Make CSS drop-down menus work on touch devices

CSS drop-down menus are very popular on sites with a hierarchy of pages. They let you get to where you want to go without having to navigate the pages in that hierarchy. But pure-CSS menus suffer a problem: touch devices often can’t show the drop-down, because they don’t have “hover” and clicking on the top level link goes there. This snippet offers a way around that.

On modern touch devices like iPhones, iPads and Android phones and tablets, there is a series of events associated with a tap. You get a “touchstart” when you first tap, then a “touchend” when you lift your finger, and finally a “click” to simulate a mouse click. (There are more; see the W3C’s touch events candidate recommendation and Mozilla’s touch events page.)

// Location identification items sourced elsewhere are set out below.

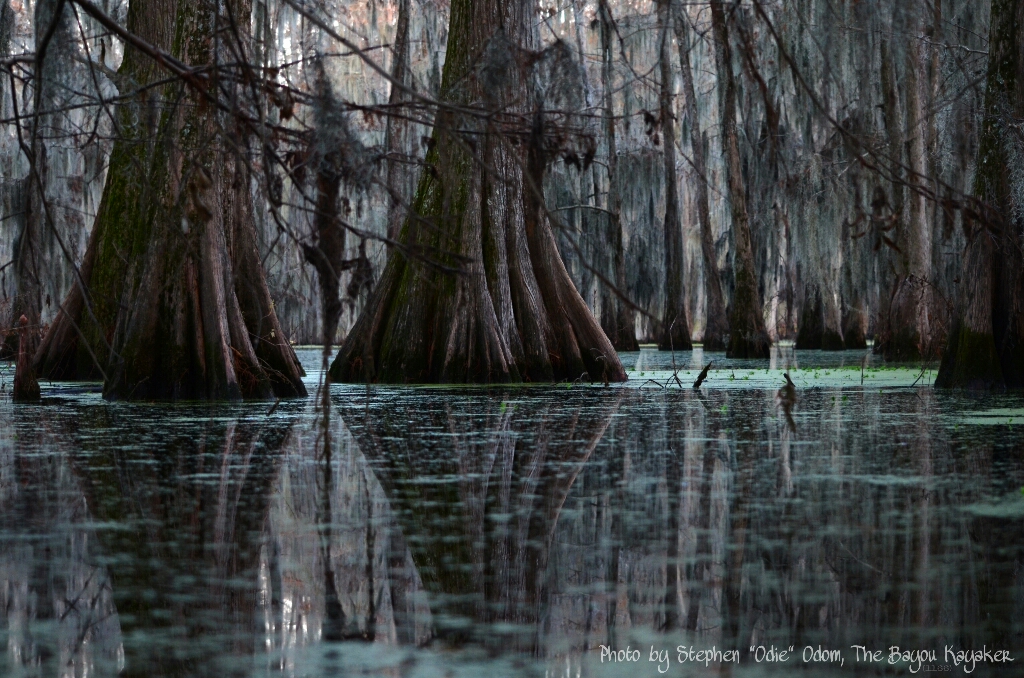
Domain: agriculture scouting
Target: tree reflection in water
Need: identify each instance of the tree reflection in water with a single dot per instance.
(536, 524)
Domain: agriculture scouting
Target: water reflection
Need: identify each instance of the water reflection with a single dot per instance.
(510, 532)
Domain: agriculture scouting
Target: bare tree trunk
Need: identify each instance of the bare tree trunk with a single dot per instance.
(176, 304)
(675, 325)
(511, 311)
(986, 342)
(619, 322)
(51, 29)
(398, 173)
(717, 324)
(748, 337)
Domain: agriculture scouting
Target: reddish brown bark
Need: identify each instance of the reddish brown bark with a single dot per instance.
(675, 324)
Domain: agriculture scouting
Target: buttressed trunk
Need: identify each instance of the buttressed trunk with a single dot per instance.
(986, 342)
(717, 325)
(675, 325)
(747, 327)
(511, 312)
(175, 304)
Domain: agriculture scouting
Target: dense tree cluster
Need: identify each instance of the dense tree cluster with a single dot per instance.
(486, 192)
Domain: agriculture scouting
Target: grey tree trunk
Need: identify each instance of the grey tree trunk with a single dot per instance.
(510, 312)
(617, 320)
(175, 303)
(675, 325)
(986, 342)
(717, 324)
(748, 337)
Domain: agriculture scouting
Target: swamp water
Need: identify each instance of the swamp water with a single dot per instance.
(494, 532)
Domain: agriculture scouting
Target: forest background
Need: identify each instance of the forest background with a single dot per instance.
(736, 173)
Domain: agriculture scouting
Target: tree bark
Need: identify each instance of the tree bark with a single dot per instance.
(51, 29)
(174, 303)
(675, 325)
(717, 324)
(511, 312)
(748, 337)
(619, 321)
(986, 343)
(398, 173)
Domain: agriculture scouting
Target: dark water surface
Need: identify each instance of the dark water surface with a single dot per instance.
(494, 532)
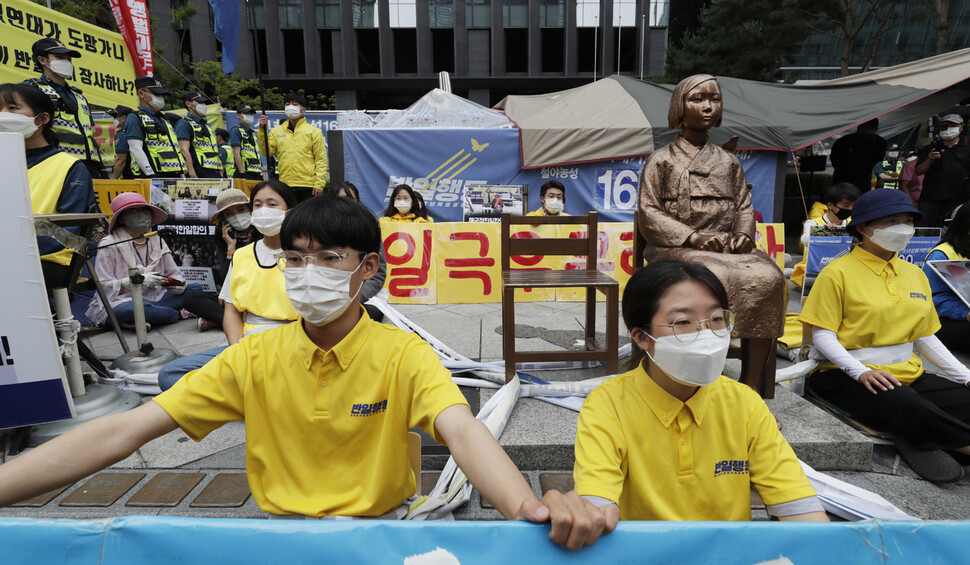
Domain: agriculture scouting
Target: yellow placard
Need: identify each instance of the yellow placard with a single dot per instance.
(411, 262)
(104, 71)
(771, 239)
(470, 263)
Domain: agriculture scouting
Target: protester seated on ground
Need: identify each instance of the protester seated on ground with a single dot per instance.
(954, 314)
(59, 183)
(672, 439)
(404, 206)
(233, 219)
(867, 311)
(125, 248)
(312, 450)
(552, 194)
(376, 284)
(254, 292)
(838, 207)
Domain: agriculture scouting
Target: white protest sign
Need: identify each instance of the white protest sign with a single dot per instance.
(33, 387)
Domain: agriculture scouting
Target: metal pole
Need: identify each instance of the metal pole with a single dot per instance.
(643, 38)
(62, 302)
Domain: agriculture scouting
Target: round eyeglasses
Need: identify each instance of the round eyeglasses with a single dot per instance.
(296, 260)
(686, 328)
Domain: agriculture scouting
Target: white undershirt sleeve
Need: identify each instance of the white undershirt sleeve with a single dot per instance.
(828, 345)
(935, 352)
(137, 148)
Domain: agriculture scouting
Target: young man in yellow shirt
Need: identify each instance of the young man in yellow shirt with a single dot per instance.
(327, 400)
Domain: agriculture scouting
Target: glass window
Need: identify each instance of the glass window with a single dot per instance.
(291, 13)
(478, 13)
(515, 13)
(441, 13)
(327, 13)
(365, 13)
(659, 13)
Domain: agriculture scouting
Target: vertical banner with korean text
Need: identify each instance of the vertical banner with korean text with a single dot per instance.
(104, 71)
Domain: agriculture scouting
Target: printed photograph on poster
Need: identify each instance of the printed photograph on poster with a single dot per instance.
(201, 275)
(956, 275)
(487, 202)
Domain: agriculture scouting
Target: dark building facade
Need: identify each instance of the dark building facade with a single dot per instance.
(375, 54)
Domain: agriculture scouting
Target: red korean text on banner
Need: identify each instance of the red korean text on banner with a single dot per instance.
(132, 18)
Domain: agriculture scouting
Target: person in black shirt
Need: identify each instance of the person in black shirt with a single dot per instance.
(945, 165)
(853, 156)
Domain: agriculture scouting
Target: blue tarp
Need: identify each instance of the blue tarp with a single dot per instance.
(154, 540)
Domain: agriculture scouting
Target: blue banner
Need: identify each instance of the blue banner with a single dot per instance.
(150, 540)
(442, 162)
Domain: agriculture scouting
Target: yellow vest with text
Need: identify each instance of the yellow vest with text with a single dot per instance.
(46, 181)
(161, 146)
(258, 289)
(74, 131)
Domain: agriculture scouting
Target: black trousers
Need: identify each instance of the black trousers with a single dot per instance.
(955, 334)
(932, 412)
(204, 305)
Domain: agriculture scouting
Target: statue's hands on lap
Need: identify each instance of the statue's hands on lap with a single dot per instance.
(741, 243)
(705, 242)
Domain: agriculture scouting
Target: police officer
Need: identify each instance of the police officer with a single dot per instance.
(887, 171)
(122, 168)
(151, 139)
(73, 123)
(196, 139)
(245, 149)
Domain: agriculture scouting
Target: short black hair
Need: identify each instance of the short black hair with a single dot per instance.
(957, 233)
(296, 97)
(332, 222)
(281, 188)
(647, 286)
(36, 100)
(552, 184)
(839, 192)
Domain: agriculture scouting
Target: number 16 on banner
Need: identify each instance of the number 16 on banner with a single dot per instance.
(616, 189)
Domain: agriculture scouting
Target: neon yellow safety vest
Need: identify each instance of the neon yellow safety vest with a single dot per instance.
(248, 150)
(204, 146)
(162, 147)
(74, 130)
(230, 163)
(46, 181)
(258, 289)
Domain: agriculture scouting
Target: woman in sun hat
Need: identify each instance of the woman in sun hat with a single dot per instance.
(870, 312)
(126, 247)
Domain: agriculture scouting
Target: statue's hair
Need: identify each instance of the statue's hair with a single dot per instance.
(675, 115)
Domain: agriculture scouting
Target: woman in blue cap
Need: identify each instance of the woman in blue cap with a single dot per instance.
(870, 313)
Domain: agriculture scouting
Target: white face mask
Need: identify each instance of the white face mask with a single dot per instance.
(17, 123)
(554, 205)
(64, 68)
(695, 363)
(894, 238)
(241, 221)
(157, 102)
(139, 220)
(268, 220)
(950, 133)
(320, 294)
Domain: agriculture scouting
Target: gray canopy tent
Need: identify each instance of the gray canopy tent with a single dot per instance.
(619, 116)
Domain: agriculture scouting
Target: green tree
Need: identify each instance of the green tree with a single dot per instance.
(739, 38)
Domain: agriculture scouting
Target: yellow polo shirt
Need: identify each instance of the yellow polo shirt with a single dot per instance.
(662, 459)
(869, 302)
(326, 431)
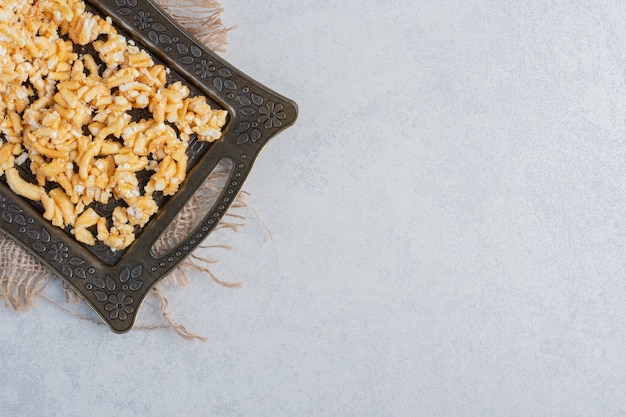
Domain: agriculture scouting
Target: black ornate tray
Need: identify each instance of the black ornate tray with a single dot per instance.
(114, 284)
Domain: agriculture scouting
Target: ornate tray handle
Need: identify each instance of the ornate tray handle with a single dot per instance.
(256, 114)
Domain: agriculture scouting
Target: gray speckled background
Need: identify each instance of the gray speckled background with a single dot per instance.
(448, 230)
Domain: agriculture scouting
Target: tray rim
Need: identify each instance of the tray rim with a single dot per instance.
(254, 112)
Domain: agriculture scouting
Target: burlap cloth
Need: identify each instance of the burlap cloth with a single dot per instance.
(23, 278)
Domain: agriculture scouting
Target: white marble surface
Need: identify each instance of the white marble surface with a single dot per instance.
(447, 225)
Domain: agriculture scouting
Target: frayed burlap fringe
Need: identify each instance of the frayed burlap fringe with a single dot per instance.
(23, 277)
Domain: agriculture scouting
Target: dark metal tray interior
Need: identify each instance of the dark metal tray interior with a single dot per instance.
(106, 279)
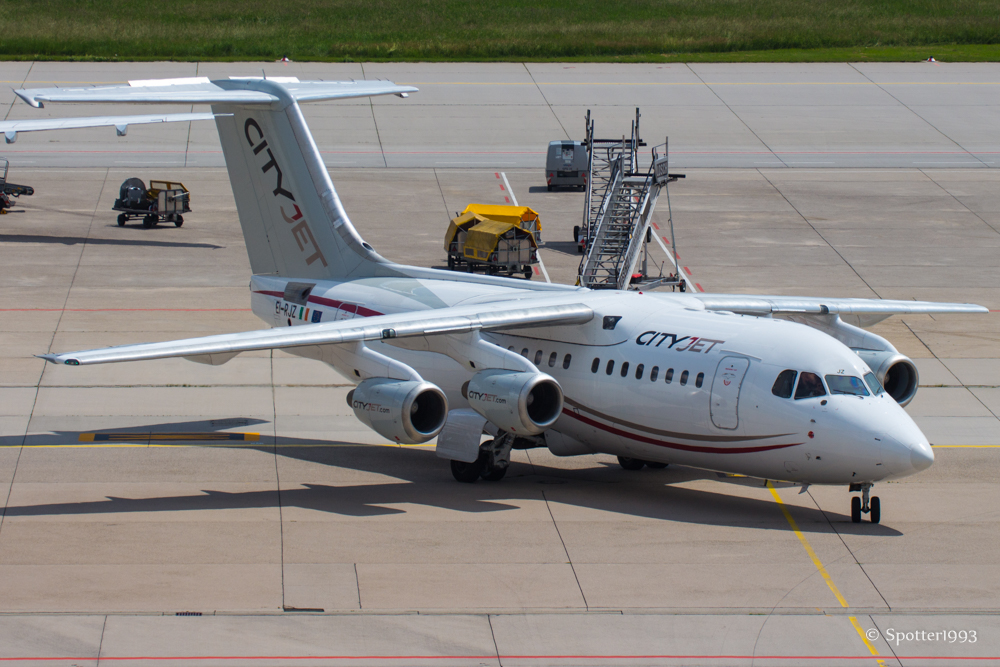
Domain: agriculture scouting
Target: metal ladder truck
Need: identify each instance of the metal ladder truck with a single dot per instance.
(618, 212)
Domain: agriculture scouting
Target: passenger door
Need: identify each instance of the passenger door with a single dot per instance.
(724, 406)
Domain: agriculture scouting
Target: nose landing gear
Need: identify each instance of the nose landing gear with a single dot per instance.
(863, 505)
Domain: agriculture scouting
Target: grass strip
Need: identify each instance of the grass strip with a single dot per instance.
(503, 30)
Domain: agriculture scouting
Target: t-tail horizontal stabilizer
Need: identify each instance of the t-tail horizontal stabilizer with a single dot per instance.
(10, 128)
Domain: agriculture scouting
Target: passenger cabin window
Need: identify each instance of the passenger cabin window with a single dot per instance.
(873, 384)
(810, 386)
(846, 384)
(784, 384)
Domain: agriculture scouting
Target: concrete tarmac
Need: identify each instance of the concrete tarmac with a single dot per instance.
(315, 542)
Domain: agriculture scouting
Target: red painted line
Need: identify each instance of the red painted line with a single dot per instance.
(124, 310)
(674, 445)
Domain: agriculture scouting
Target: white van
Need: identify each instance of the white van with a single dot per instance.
(566, 164)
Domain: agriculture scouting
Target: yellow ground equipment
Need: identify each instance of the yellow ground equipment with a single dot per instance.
(164, 201)
(494, 239)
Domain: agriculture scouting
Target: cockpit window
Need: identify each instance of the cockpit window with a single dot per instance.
(873, 384)
(846, 384)
(784, 384)
(810, 386)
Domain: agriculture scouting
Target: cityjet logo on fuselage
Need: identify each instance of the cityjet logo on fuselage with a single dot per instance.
(300, 230)
(690, 343)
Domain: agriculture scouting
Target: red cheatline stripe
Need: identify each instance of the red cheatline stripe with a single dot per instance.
(504, 657)
(674, 445)
(124, 310)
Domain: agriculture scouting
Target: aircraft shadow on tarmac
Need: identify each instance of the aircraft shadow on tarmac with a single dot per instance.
(651, 494)
(75, 240)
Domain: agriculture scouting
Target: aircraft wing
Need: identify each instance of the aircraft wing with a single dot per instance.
(454, 320)
(10, 128)
(201, 90)
(752, 304)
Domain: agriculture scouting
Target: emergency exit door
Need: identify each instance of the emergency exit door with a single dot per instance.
(726, 391)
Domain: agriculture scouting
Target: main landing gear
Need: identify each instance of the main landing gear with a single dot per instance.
(493, 461)
(637, 464)
(863, 505)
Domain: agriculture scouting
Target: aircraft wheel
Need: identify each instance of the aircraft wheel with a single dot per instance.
(630, 464)
(493, 474)
(468, 472)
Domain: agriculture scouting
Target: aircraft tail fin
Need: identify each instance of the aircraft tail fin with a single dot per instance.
(292, 219)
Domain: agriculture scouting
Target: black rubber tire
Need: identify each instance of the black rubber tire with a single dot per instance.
(630, 464)
(468, 473)
(493, 474)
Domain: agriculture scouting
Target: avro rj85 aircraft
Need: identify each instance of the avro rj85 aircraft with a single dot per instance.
(783, 388)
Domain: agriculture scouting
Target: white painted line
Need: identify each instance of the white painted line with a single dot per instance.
(680, 272)
(538, 252)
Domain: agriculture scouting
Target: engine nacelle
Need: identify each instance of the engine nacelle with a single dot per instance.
(896, 372)
(521, 403)
(400, 410)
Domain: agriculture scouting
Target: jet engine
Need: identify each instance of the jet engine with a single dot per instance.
(518, 402)
(402, 411)
(896, 372)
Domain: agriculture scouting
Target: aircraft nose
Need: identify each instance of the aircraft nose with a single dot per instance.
(921, 456)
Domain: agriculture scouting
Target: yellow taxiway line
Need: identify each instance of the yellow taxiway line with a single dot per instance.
(822, 570)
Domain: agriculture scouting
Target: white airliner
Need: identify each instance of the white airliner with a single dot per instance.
(782, 388)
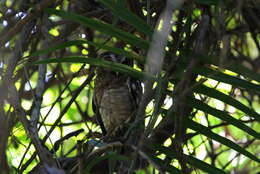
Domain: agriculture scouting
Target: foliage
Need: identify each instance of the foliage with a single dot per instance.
(201, 107)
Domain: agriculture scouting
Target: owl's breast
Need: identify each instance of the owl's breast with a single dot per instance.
(115, 107)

What this snippet does is keep track of the first time you tap on a menu link, and suppress the click event for that tap. On the second tap, it lets the click event occur. This lets your website visitor tap to expand the drop-down menu, then tap again if they want to go to that link.

In this snippet, my menu has the id “menu” and menu items with children have the class “children”. Adjust the call to querySelectAll to fit your menu.

[edit: Chrome 17 just came out and, naturally, the code I had here gave a false positive so I’ve updated the touch test.]
[edit: because iOS (iPads, iPhones) now do this automatically since iOS 5, you need to be able to disable this script on those devices. I’ve augmented the script below to do that.]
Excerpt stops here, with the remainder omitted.